Another quite independent way of showing that limits can be chosen canonically relies on (a) being able to move to an equivalent category in which products are canonical. (b) being able to move to an equivalent category which has a "canonical inclusion system" Step (b) has received attention as it is related to subtype systems for CS applications. Essentially in the equivalent category each equivalence class of monics has a canonically chosen one: these have been studied by Grigore Rosu (who called them "Weak inclusion systems"), by Andree Ehresmann (who called them ss-admissible systems). Recently they were linked to restriction categories by Hilberdink ("Inclusions for Partiality" to appear in MSCS). There is an axiom of choice free way of doing (b) -- which does, however, heavily use equivalence classes. One moves to the partial map category, this is a restriction category. One then splits the restriction idempotents: they already split but one uses the formal splittings to give one a canonical inclusion system then one moves back to the total map category and !!bingo!! one gets an equivalent category to the original with a canonical inclusion system.
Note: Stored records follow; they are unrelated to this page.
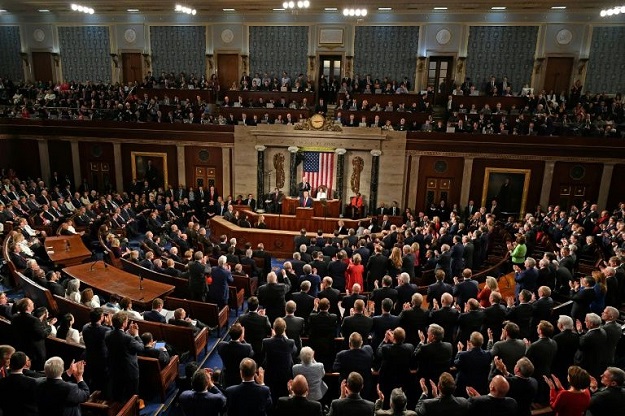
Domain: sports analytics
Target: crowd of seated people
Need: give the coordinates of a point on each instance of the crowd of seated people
(398, 334)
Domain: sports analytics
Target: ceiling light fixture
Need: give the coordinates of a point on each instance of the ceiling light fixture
(355, 12)
(183, 9)
(614, 11)
(82, 9)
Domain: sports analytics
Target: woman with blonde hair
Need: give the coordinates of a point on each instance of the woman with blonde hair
(490, 286)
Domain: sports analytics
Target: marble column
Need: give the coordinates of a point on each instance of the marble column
(226, 163)
(375, 170)
(181, 164)
(604, 189)
(260, 173)
(76, 163)
(44, 160)
(117, 156)
(293, 170)
(340, 172)
(546, 188)
(466, 181)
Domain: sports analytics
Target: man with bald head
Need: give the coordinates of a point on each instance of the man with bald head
(297, 402)
(495, 403)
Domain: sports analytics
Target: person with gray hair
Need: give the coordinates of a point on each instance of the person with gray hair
(59, 397)
(611, 396)
(590, 343)
(314, 373)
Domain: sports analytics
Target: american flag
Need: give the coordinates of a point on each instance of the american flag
(319, 169)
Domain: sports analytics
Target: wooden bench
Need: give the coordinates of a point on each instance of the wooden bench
(97, 406)
(208, 313)
(154, 379)
(181, 285)
(181, 338)
(80, 312)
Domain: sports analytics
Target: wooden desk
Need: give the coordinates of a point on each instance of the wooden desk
(66, 249)
(113, 281)
(332, 209)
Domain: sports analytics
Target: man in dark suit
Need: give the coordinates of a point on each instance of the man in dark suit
(18, 392)
(436, 290)
(93, 335)
(251, 397)
(322, 327)
(593, 340)
(384, 323)
(303, 300)
(232, 353)
(294, 324)
(122, 357)
(328, 292)
(432, 355)
(385, 292)
(297, 403)
(376, 266)
(396, 357)
(58, 397)
(473, 365)
(279, 352)
(443, 402)
(351, 403)
(357, 321)
(357, 358)
(256, 326)
(272, 296)
(446, 316)
(30, 333)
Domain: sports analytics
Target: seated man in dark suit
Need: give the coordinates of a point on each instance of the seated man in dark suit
(251, 397)
(350, 403)
(443, 401)
(297, 403)
(155, 315)
(149, 350)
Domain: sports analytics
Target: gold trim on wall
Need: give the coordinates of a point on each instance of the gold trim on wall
(526, 183)
(150, 155)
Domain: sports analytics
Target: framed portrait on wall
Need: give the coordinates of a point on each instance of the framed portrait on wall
(509, 187)
(151, 167)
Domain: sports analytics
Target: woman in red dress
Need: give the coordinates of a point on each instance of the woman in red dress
(354, 272)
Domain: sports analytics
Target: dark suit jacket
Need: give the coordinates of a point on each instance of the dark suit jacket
(60, 398)
(288, 406)
(257, 327)
(248, 399)
(18, 395)
(352, 405)
(231, 354)
(443, 406)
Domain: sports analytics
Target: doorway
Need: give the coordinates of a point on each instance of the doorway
(440, 77)
(558, 74)
(132, 67)
(42, 67)
(227, 70)
(330, 68)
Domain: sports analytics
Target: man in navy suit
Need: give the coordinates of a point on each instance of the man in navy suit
(59, 397)
(305, 200)
(251, 397)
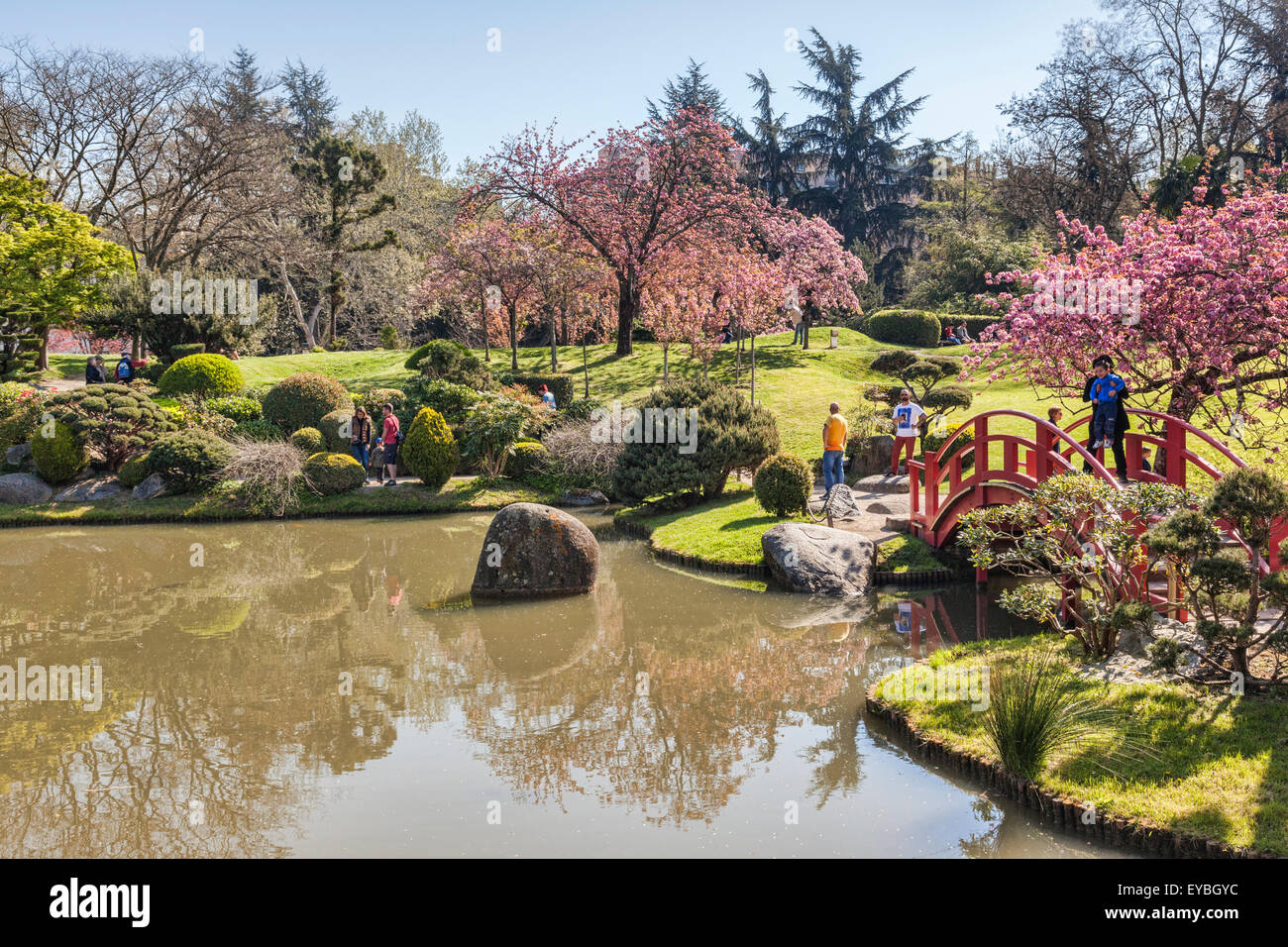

To get canonical limits of all stripes one then just needs products to be canonical .... Of course, obtaining canonical limits in this manner does NOT make pulling back functorial. However, what it does immediately do is to make pulling back of inclusions canonical. -robin On Mon, May 19, 2014 at 10:54 PM, Vaughan Pratt <pratt@cs.stanford.edu>wrote:
On 5/19/2014 7:03 AM, pjf wrote:
Every category with finite limits is equivalent to a tau-category with a functorial choice of finite limits (and the construction is choice-free).
Why merely finite? Didn't you show this for all \omega-polynomials (i.e. less than \omega^\omega), or have I overlooked something?